My conclusion is that first of all, before start of reprocessing a paper book into an e-book, it is necessary to assess if it is worth of efforts that must be taken. I’m thinking of satisfactory results as I do not accept quality of epubs created by automatic tools like e.g. FineReader. It is evident in case of books available in electronic form. Time spent on scanning, reprocessing etc. obviously costs more than such e-book itself, thus it is the easiest and the cheapest solution to simply buy it, even if you have a paper edition of this. In case of books with complex formatting it may be better to bundle images into pdf and add OCR layer on the top of it in order to make it searchable. In case of a 200-300 page novel with just text and simple formatting (even if there are some pictures in it), the whole process from scanning to final epub takes approx. 3 hours, and that looks reasonable for me.

BillGill
Posts: 63
Joined: 18 Dec 2016, 17:13
E-book readers owned: Calibre, FBReader
Number of books owned: 7000
Country: USA

Re: Plustek 3800

Post by BillGill » 24 Aug 2017, 09:21

Something wrong there I thought I had replied to your post, but it hasn't shown up on the forum.

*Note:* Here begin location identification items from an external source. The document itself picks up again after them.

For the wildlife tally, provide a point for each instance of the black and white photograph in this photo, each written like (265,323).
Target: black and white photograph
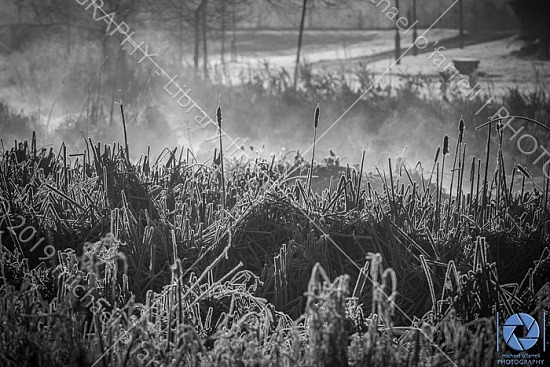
(264,183)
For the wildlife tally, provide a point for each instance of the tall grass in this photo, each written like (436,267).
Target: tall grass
(266,277)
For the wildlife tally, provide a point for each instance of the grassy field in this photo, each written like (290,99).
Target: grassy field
(170,262)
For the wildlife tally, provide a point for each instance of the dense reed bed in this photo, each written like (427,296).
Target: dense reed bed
(167,261)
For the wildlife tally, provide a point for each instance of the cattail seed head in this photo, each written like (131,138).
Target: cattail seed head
(316,120)
(460,130)
(437,154)
(219,116)
(523,171)
(446,145)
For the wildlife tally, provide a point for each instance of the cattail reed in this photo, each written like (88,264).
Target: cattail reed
(315,125)
(219,120)
(445,153)
(125,135)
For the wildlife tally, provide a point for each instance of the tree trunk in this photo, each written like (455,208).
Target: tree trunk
(461,22)
(180,39)
(68,37)
(204,41)
(302,22)
(222,51)
(197,39)
(415,29)
(397,38)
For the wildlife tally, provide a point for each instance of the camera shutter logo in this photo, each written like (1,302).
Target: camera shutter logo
(518,321)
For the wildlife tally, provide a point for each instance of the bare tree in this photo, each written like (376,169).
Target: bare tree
(305,6)
(198,17)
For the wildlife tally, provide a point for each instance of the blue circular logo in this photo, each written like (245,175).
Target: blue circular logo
(530,326)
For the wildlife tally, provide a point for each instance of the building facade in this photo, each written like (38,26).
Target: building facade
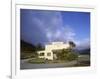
(48,52)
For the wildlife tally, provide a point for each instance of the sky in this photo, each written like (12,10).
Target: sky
(45,26)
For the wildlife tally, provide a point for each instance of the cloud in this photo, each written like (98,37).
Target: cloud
(39,26)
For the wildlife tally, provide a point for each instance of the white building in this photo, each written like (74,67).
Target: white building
(48,54)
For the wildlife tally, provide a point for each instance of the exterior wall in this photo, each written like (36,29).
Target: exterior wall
(45,54)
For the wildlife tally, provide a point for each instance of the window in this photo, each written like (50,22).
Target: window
(48,54)
(41,54)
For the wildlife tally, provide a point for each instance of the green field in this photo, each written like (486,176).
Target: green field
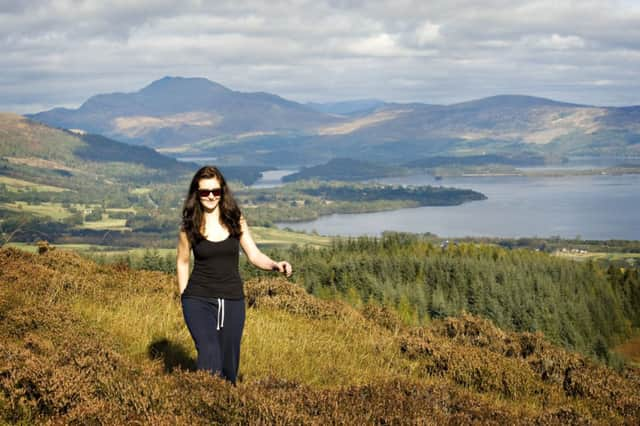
(264,237)
(19,184)
(106,224)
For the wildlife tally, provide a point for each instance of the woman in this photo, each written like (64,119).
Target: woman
(212,297)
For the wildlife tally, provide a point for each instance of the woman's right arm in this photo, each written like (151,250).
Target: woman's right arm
(182,261)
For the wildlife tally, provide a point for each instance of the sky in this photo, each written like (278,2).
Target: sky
(61,52)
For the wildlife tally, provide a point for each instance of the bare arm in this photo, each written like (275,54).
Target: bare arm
(256,257)
(182,261)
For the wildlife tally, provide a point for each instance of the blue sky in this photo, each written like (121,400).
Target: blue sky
(59,53)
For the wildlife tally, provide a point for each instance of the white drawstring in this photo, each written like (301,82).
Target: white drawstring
(220,314)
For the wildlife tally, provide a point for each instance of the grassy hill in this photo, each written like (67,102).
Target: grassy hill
(84,343)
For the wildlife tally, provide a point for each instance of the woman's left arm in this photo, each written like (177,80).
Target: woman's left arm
(258,258)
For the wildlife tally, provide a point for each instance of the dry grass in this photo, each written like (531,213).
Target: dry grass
(84,343)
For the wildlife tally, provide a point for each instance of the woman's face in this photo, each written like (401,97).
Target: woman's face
(209,193)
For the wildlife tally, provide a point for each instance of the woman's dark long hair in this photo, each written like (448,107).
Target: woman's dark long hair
(193,213)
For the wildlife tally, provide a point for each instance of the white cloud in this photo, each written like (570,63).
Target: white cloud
(427,33)
(557,42)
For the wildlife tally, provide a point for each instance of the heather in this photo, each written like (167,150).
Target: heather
(85,343)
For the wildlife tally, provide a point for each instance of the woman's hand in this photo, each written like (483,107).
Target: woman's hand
(284,267)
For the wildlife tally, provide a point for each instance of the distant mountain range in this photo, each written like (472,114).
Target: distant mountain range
(197,117)
(38,153)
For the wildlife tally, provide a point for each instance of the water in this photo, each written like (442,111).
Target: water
(591,207)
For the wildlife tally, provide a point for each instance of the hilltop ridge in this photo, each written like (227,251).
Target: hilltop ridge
(196,116)
(113,349)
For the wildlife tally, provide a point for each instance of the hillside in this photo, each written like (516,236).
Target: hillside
(173,111)
(113,349)
(195,116)
(35,152)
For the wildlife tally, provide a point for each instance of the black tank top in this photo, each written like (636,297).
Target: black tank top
(215,270)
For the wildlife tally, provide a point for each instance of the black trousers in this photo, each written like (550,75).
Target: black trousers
(216,328)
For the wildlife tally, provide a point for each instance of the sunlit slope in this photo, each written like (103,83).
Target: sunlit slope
(34,152)
(95,344)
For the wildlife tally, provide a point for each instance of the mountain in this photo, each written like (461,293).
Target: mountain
(113,349)
(356,107)
(197,117)
(175,110)
(36,152)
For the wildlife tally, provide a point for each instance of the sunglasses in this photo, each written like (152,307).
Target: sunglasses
(204,193)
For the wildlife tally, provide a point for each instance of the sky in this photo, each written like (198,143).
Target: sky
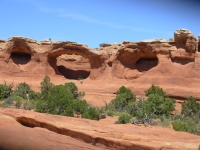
(93,22)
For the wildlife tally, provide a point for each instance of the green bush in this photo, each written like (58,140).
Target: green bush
(159,104)
(124,118)
(8,101)
(110,113)
(155,90)
(59,99)
(24,91)
(80,106)
(5,90)
(41,106)
(72,88)
(46,86)
(91,113)
(190,107)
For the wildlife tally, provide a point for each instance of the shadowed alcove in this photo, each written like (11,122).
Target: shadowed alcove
(20,57)
(73,66)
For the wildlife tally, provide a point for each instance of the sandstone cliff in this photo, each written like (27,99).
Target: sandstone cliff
(173,65)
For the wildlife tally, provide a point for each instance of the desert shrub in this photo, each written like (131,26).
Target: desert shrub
(46,86)
(80,106)
(159,105)
(123,98)
(190,108)
(72,88)
(155,90)
(124,118)
(29,105)
(110,113)
(5,90)
(164,122)
(68,112)
(41,106)
(8,101)
(24,91)
(58,100)
(80,95)
(91,113)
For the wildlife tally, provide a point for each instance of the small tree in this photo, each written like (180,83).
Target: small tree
(155,90)
(24,91)
(46,86)
(5,90)
(124,118)
(190,107)
(71,87)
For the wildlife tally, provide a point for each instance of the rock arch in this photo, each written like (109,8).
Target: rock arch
(96,60)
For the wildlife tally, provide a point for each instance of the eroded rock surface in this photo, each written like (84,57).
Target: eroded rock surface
(21,129)
(173,65)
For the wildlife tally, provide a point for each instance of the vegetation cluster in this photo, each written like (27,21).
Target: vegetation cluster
(157,108)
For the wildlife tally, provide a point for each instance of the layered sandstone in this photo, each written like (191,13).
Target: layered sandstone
(21,129)
(174,65)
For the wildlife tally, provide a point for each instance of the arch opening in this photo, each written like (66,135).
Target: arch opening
(74,67)
(145,64)
(20,57)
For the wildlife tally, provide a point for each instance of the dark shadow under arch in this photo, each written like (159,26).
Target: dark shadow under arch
(20,58)
(73,74)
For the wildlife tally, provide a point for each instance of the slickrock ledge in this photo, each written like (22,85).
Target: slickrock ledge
(30,130)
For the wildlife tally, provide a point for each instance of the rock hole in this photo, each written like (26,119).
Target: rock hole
(73,67)
(20,58)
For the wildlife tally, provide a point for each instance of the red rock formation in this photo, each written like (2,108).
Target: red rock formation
(22,129)
(175,66)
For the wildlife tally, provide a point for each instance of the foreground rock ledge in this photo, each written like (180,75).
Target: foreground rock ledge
(21,129)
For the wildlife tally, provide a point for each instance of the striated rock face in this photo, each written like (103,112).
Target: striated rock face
(174,65)
(21,129)
(185,39)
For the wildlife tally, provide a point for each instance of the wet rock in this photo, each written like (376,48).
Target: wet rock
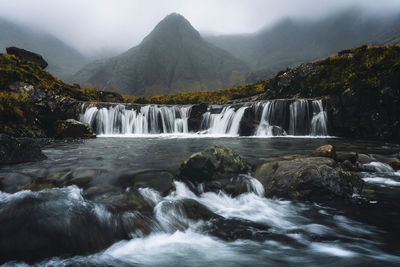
(27,55)
(159,180)
(72,129)
(307,178)
(14,150)
(350,156)
(233,186)
(81,178)
(195,116)
(186,208)
(14,182)
(325,151)
(216,162)
(130,200)
(349,166)
(363,158)
(393,162)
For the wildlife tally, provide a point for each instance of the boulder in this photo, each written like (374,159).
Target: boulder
(27,55)
(307,178)
(14,150)
(216,162)
(325,151)
(72,129)
(392,161)
(159,180)
(350,156)
(233,186)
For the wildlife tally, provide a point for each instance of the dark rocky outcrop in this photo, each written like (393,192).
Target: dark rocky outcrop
(14,150)
(307,178)
(216,162)
(159,180)
(27,55)
(327,151)
(173,58)
(72,129)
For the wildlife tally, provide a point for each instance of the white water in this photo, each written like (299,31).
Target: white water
(301,123)
(278,118)
(178,240)
(225,123)
(147,120)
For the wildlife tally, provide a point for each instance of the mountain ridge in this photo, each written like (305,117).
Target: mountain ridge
(172,58)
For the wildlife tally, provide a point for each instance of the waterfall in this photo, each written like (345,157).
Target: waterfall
(146,120)
(270,118)
(295,118)
(320,119)
(227,122)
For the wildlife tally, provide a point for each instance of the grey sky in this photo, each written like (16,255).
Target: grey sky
(94,25)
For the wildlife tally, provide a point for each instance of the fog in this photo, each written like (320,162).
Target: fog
(94,26)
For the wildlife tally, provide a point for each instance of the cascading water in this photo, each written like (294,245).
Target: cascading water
(274,118)
(146,120)
(298,118)
(225,123)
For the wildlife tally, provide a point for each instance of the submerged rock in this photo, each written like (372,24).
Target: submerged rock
(73,129)
(216,162)
(14,150)
(159,180)
(325,151)
(307,178)
(27,55)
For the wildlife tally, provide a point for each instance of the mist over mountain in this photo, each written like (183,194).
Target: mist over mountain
(172,58)
(63,59)
(293,41)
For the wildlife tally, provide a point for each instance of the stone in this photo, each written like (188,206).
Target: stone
(350,156)
(307,178)
(159,180)
(72,129)
(216,162)
(13,150)
(325,151)
(27,55)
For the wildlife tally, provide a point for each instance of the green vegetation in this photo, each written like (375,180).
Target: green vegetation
(210,97)
(367,69)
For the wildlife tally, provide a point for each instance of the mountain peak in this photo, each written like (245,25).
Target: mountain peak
(174,26)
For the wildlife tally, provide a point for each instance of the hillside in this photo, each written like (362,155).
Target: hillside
(172,58)
(291,42)
(364,69)
(31,99)
(63,60)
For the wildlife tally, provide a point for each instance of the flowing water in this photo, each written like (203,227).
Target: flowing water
(278,118)
(255,231)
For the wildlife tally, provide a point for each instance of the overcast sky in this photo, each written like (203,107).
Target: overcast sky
(93,25)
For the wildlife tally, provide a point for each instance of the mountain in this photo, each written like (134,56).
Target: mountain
(63,60)
(291,42)
(172,58)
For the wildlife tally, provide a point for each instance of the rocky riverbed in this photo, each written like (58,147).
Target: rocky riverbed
(81,200)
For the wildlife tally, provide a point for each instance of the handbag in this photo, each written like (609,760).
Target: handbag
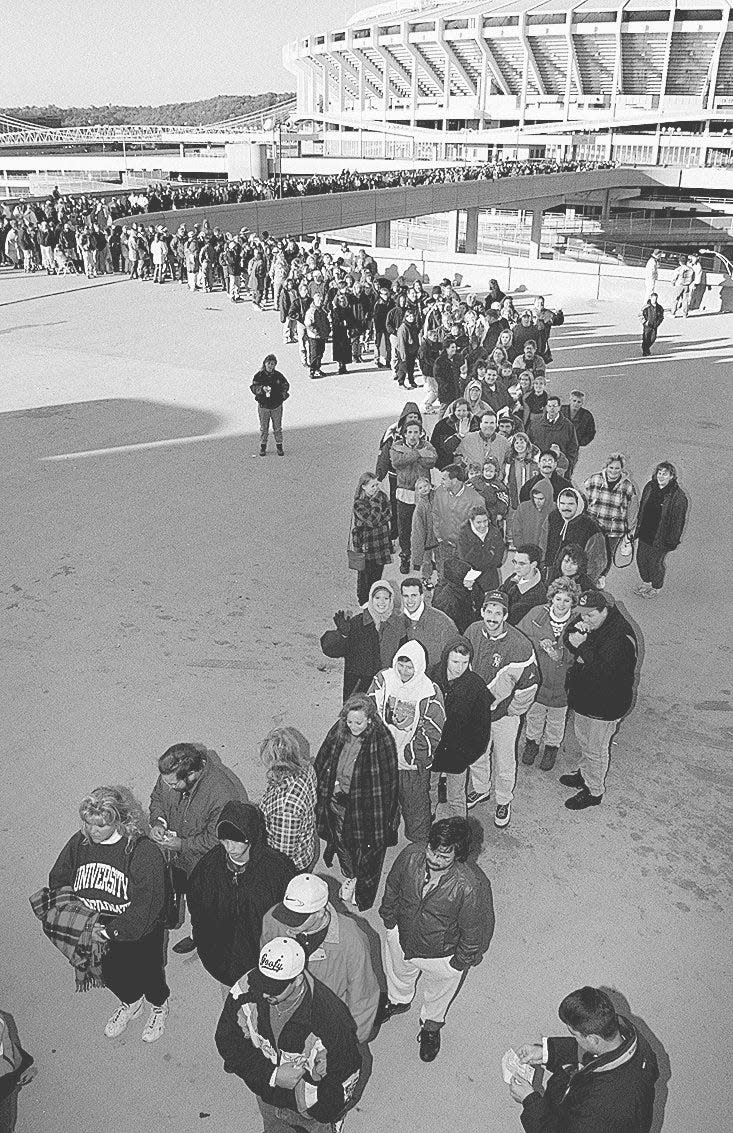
(623,554)
(356,559)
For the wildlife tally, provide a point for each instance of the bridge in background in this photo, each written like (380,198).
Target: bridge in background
(534,194)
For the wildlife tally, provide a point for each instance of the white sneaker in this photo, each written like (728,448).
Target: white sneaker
(155,1024)
(118,1022)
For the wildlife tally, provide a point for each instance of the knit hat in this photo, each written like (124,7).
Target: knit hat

Thanks for that info. It looks like some good stuff. I am particularly impressed with your 3 hour time for creation of the ebook. I copied your post off so I can print it and look at it more easily.

I don't bother scanning any book I can get some other way. It just isn't worth the effort. Most of the books I want I can get one way or another, but some just aren't available for one reason or another. So those I scan.